Die Ergebnisse sollten unter Berücksichtigung einiger zu beachtender Einflussfaktoren
interpretiert werden. Die schizophrenen Probanden erhielten alle eine medikamentöse
Behandlung. Frühere Studien, welche ebenfalls mittels LAAEP sowohl medikamentös wie
auch
nicht-medikamentös
behandelte
Schizophrene
untersuchten,
ergaben
übereinstimmende Ergebnisse. Dennoch gibt es Unterschiede in der Korrelation von
psychopathologischen Symptomen und der LAAEP. Es lässt sich nicht ausschließen, dass
diese auf medikamentöse Nebenwirkungen zurückzuführen sind. Bezüglich der LAAEP ist
weiterhin unklar, inwiefern das Geschlecht einen Einfluss ausübt. Weitere Einflussfaktoren
können Nikotinabusus und Aufmerksamkeitsstörungen sein. Darüber hinaus gibt es im
Hinblick auf die Methode der LAAEP Faktoren, deren Einfluss noch nicht ausreichend
geklärt ist. Zwar besitzt Serotonin eine hohe Spezifität bezüglich der LAAEP, dennoch
bleibt die Frage offen, inwiefern andere Neuromodulatoren die LAAEP mit beeinflussen.
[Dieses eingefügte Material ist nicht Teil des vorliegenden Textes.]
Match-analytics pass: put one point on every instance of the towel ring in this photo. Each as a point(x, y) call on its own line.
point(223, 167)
Klärungsbedürftig ist ebenfalls, in welcher Hinsicht die LAAEP den Mechanismus der
Wiederaufnahme, der Freisetzung und der Synthese von Serotonin beschreibt. Aus diesem
Grund lassen die Ergebnisse der erhöhten serotonergen Aktivität keinen Rückschluss über
die Ätiologie zu.
Die ermutigenden Ergebnisse sollten Anlass geben, weiterführende Studien in dem Gebiet
der schizophrenen Pathophysiologie durchzuführen.